The following is an example of two shortlists, one for proprietary models and one for open-source models. You might compile similar tables based on your specific needs to get a quick overview of the available options. Note that the performance and parameters of those models change rapidly and might be outdated by the time of reading, while other capabilities might be important for specific customers, such as the supported language.

The following is an example of notable proprietary FMs available in AWS (July 2023).

The following is an example of notable open-source FM available in AWS (July 2023).

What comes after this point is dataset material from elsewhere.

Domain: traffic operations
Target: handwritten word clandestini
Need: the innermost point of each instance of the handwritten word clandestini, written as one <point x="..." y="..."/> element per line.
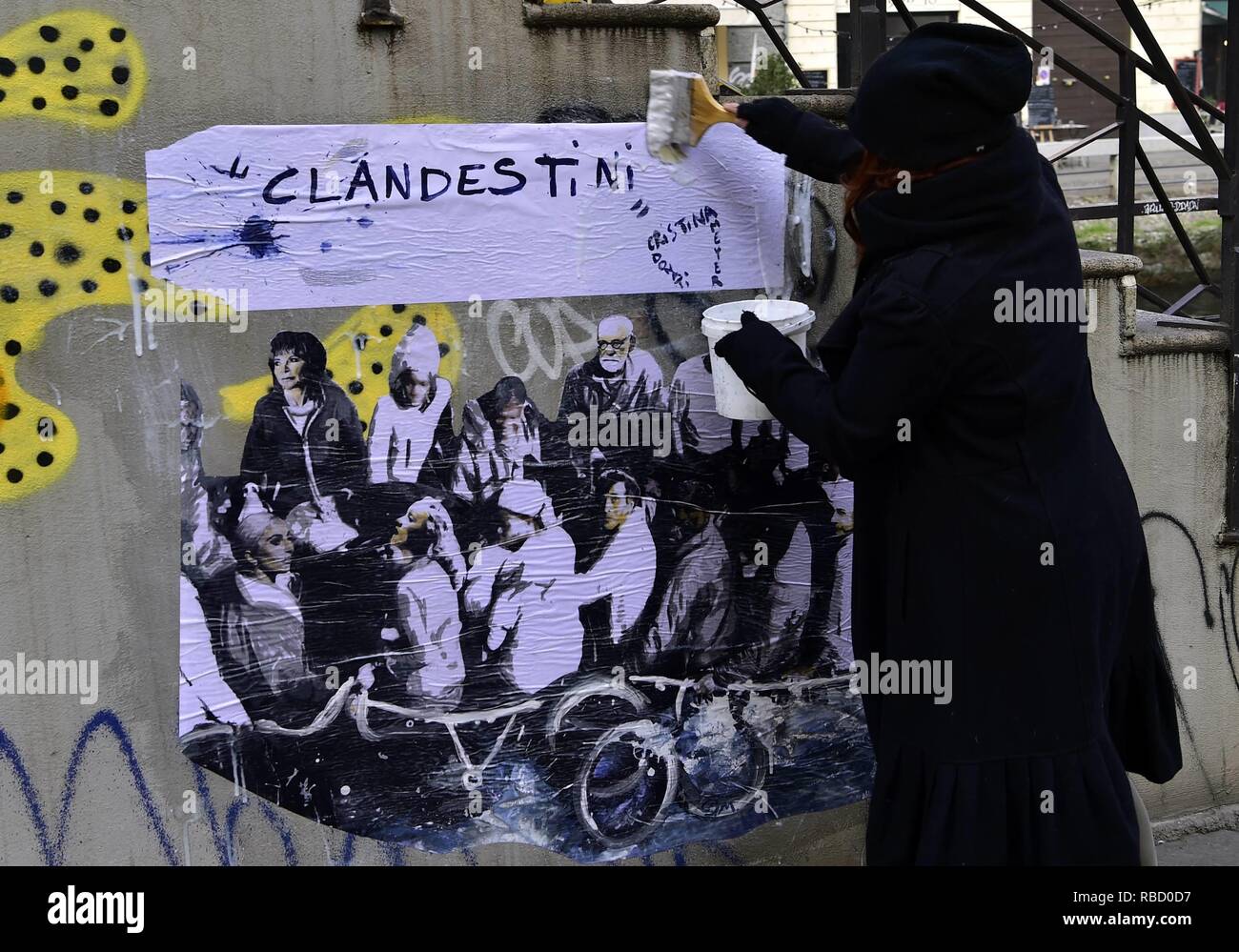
<point x="557" y="173"/>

After you have compiled an overview of 10–20 potential candidate models, it becomes necessary to further refine this shortlist. In this section, we propose a swift mechanism that will yield two or three viable final models as candidates for the next round.

The following diagram illustrates the initial shortlisting process.

Typically, prompt engineers, who are experts in creating high-quality prompts that allow AI models to understand and process user inputs, experiment with various methods to perform the same task (such as summarization) on a model. We suggest that these prompts are not created on the fly, but are systematically extracted from a prompt catalog. This prompt catalog is a central location for storing prompts to avoid replications, enable version control, and share prompts within the team to ensure consistency between different prompt testers in the different development stages, which we introduce in the next section. This prompt catalog is analogous to a Git repository of a feature store. The generative AI developer, who could potentially be the same person as the prompt engineer, then needs to evaluate the output to determine if it would be suitable for the generative AI application they are seeking to develop.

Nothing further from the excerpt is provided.